The meme that Icelanders are an ethnically homogenous people has been touted by idealizing foreigners and Icelanders alike, but it is demonstrably false. Icelanders have a background that hails not only from various Nordic peoples and Celts; foreigners from all over have been landing on Iceland's shores for a thousand years. Some of them stay for a short while, some stay for good. But although immigration to Iceland has always been light, this does not mean Icelanders have been sitting on this island with absolutely no carnal interaction with other peoples around the world. It has even been speculated that the extent of inter-ethnic mixing has been downplayed, on account of most families not wanting to record "[Some French fisherman whose name we can't remember]" somewhere on the family tree.

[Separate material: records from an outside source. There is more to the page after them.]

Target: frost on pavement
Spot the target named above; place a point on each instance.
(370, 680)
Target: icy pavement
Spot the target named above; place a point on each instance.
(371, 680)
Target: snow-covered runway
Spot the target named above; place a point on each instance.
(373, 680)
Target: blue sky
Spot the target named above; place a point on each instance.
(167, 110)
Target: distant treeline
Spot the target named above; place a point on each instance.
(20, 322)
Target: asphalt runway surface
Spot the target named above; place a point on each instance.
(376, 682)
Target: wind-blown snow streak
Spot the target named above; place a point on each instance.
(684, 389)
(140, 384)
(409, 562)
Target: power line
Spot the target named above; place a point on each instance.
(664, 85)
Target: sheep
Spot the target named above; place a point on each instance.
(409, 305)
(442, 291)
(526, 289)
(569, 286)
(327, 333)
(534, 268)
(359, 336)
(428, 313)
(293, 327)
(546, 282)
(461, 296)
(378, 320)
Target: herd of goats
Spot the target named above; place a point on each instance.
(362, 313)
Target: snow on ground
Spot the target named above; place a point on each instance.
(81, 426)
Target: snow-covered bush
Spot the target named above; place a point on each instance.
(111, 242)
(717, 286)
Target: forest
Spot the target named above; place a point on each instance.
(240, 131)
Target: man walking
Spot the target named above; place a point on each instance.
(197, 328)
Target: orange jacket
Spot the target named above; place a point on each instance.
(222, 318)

Sorry to ruin the mystique of the quirky elf people and all, but the subject hits some of us close to home, as we've suffered jokes about inbreeding from thoughtless visitors pretty regularly.
posted by Marisa Stole the Precious Thing at 8:51 AM on April 17, 2013 [1 favorite]


But I don't think it's any more or less awkward than to run into any other kind of ex.

Yeah, but knowing for sure you're seeing them several times a year? Ugh, no.
posted by jenfullmoon at 10:59 AM on April 17, 2013


Think the abstract of this paper says that it's a bit more complicated than just a few boatloads of emigrants some centuries back forming most of todays population(?)

(Partial sidetrack) Historical Icelandic woman is cool.
posted by Wordshore at 12:36 PM on April 17, 2013


Marisa Stole the Precious Thing: "Some of them stay for a short while, some stay for good."
Others just hit and run.
posted by brokkr at 1:29 PM on April 17, 2013 [1 favorite]


Jon Somefrenchfishermanwhosenamewecantremembersson.
posted by Kabanos at 1:48 PM on April 17, 2013


Richochet biscuit, on the same note there's also this old song.
posted by Phalene at 3:20 PM on April 17, 2013


Iceland appears to have its own dating website (as in, this is the only Iceland-specific one could find; any more?).
posted by Wordshore at 4:18 PM on April 17, 2013


Also on that dating website; the options as translated by google are:

"and wants to do Dating [] Friendship / Chat [] Skyndikynni []"
posted by Wordshore at 4:22 PM on April 17, 2013 [3 favorites]


What a useful new word!
posted by Pallas Athena at 1:46 AM on April 18, 2013 [1 favorite]


I am learning many things via this post. I'm particularly astonished by the Icelandic naming committee. Only approved names allowed!

'As of the end of 2012, the Personal Names Register contained 1,712 male names and 1,853 female names'

Somehow this entirely harmless authority is more disturbing to me than the potential for inadvertent incest.